PH.D DEFENCE - PUBLIC SEMINAR

Enhancing Directed Search in Black-box, Grey-box and White-box Fuzz Testing

Speaker
Mr Pham Van Thuan
Advisor
Dr Abhik Roychoudhury, Professor, School of Computing


09 Jun 2017 Friday, 04:00 PM to 05:30 PM

Video Conference Room, COM1-02-13

Abstract:

Security bugs can exist in every single software system, and software testing aims to find these bugs ahead of attackers, who are hunting for zero-day bugs and/or managing to exploit them for profit (e.g., by stealing users' credentials like credit card information) or to cause serious problems (e.g., by attacking critical systems like nuclear power plant). Fuzz testing (or fuzzing) techniques, which include (model-based) black-box, coverage-based grey-box and white-box approaches, have become prominent for software testing. However, given an inadequate test suite they are not skilled at directing the exploration to reach given target locations and expose bugs in large program binaries that take highly-structured inputs. We observe that these limitations can be circumvented by improving the directedness of fuzzing approaches.
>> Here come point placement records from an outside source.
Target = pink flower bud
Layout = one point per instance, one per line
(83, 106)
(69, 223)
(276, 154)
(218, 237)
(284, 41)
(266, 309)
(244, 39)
In this thesis, we first design a directed search algorithm in Hercules, a symbolic execution based white-box fuzzing engine working directly on large multi-module (stripped) program binaries. The directedness of Hercules is attributed to its ability to steer the exploration towards target locations using the module dependency graph and control flow graph lifted directly from application binaries. Moreover, by exploiting the results produced by SMT constraint solver (e.g., minimal unsatisfiable core), Hercules systematically navigates the search between non-crashing paths and crashing ones. White-box fuzzing tools like Hercules excel at reasoning about values of data fields but it could easily get "stuck'' at synthesizing the whole (optional) data block (a.k.a data chunk) which may not exist in an inadequate test suite of highly-structured inputs like PNG, WAV and PDF files. To tackle this problem, we develop MoWF --- a novel combination of model-based black-box fuzzing (as embodied by Peach fuzzer) and directed white-box fuzzing (as embodied by Hercules). In this combination setup, Hercules can inform Peach about where it gets stuck. Peach takes this information and leverages the input model to generate and transfer the missing data block to current input of Hercules, helping Hercules get unstuck and continue its directed exploration. Apart from expensive symbolic analysis based approaches, the directedness can also be achieved by augmenting coverage-based grey-box fuzzing (CGF), a more lightweight technique. We build AFLGo, a directed CGF, by integrating Simulated Annealing global search algorithm into the fuzzing process so that the testing is steered towards target locations with a higher probability than other locations.

The experimental evaluations on two applications of directed fuzzing -- crash reproduction and patch testing for vulnerability detection -- show that Hercules, MoWF and AFLGo effectively guide the search and successfully reproduce crashes in large real-world (binary) programs (e.g., Adobe Reader, Windows Media Player, OpenSSL) taking highly-structured file formats (e.g., PNG, WAV, PDF). Notably, AFLGo can expose the famous HeartBleed vulnerability almost four (4) times faster than the state-of-the-art AFL fuzzer. In addition, AFLGo has discovered 14 zero-day vulnerabilities in the widely-used Binutils toolset. All the vulnerabilities have been confirmed and fixed by Binutils' maintainers, and we have obtained five (5) CVEs assigned to the most critical ones.